Sir Fazle Hasan Abed Wins The 2015 World Food Prize
Sir Fazle Hasan Abed, the founder of Brac, the largest NGO on the planet, has been awarded the 2015 World Food prize. The prize which comes with a $250,000 award is the most prominent global award for individuals whose breakthrough achievements alleviate hunger and promote global food security. Sir Aben has been awarded the prize for his “unparalleled” work on reducing poverty in Bangladesh and 10 other countries.
— BRAC (@BRACworld) July 1, 2015
Sir Fazle Hasan Abed had a prestigious career working for Shell Oil in 1970. He left his corporate job and established Brac – formerly known as the Bangladesh Rural Advancement Committee – in 1972 as a relief operation to help the country recover from its war of independence with Pakistan and the destruction caused by a tropical cyclone.

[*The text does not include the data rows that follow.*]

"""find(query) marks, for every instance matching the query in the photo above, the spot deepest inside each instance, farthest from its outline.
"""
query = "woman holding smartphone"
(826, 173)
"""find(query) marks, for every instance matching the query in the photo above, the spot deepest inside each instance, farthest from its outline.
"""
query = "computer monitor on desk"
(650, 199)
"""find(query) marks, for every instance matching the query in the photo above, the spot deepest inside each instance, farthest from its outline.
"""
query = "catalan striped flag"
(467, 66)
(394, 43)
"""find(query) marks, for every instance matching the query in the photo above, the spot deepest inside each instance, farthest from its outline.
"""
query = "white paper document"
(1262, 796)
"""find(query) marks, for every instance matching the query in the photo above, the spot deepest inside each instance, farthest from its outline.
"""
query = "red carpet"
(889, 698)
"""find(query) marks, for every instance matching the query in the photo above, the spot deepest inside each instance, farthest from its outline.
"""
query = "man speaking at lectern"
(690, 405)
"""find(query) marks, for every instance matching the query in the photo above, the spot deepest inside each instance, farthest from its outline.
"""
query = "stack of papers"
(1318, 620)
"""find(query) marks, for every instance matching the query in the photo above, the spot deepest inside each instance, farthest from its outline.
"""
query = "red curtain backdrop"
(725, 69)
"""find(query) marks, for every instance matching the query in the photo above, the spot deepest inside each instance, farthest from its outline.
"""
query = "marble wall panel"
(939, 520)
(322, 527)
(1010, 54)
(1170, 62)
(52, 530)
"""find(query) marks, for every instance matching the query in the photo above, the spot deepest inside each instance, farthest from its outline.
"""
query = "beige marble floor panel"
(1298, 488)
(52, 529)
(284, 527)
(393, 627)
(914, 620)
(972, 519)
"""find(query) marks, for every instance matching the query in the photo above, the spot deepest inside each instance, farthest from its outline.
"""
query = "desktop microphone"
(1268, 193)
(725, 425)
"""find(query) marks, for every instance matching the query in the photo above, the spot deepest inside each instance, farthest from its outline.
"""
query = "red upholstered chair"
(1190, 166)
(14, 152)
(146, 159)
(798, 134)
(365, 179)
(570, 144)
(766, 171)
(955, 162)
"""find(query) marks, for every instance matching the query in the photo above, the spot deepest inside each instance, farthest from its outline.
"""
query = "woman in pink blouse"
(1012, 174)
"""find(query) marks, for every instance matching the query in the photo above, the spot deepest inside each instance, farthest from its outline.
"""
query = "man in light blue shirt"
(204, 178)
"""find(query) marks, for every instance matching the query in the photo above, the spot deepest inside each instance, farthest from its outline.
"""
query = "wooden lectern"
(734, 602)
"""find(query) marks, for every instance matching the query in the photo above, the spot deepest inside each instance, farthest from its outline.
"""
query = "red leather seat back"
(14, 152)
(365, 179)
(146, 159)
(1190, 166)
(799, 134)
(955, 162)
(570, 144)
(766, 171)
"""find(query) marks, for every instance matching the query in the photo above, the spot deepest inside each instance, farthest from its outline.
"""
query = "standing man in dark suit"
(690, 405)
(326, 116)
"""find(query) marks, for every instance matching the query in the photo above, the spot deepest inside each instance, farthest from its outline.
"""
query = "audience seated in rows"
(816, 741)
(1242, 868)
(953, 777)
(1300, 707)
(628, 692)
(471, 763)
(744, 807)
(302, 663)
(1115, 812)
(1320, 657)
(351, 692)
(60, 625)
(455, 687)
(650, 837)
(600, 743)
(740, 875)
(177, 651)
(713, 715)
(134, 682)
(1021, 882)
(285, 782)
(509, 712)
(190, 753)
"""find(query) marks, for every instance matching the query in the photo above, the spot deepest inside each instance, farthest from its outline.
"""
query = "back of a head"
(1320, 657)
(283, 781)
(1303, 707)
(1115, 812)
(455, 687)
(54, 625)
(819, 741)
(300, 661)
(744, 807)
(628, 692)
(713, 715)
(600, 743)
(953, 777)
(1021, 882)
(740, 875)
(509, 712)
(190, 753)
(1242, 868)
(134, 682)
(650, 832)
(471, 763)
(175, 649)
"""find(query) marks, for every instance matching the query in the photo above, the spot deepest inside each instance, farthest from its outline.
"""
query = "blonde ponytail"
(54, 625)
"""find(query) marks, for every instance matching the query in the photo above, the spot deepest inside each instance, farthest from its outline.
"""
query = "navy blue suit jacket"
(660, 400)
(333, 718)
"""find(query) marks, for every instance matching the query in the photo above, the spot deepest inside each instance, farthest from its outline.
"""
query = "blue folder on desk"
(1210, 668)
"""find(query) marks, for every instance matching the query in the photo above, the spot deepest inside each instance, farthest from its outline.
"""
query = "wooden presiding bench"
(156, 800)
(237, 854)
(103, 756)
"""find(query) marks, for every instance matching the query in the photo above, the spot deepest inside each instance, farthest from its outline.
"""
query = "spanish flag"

Abed sold his home in London to start the Bangladesh Rural Advancement Committee and make it work.
During the ceremony, Dr MS Swaminathan, chair of the World Food prize selection committee and the first World Food prize laureate in 1987, described Abed as a “strategic thinker, and a man with a future vision”. “While funding was important, Abed realised that the organisation needed some internal financial resources in order to steer its course, rather than become diverted by donor agendas,” he added.
— World Food Prize (@WorldFoodPrize) July 1, 2015
BRAC expanded from Bangladesh and now operates in 10 other poor countries, Afghanistan, Pakistan, the Philippines, Sri Lanka, Liberia, Sierra Leone, South Sudan, Tanzania, Uganda and Haiti. Brac’s agriculture and food security programs have helped an estimated 500,000-plus farmers access better farming and livestock techniques, new technologies and financial support.
Abed, who has awarded numerous awards, described the award as a “tremendous honor”, adding: “I’m sure this will be a great joy for our staff and energize them even more. It’s a great satisfaction for us to receive recognition of the work we’ve done for the last 43 years.”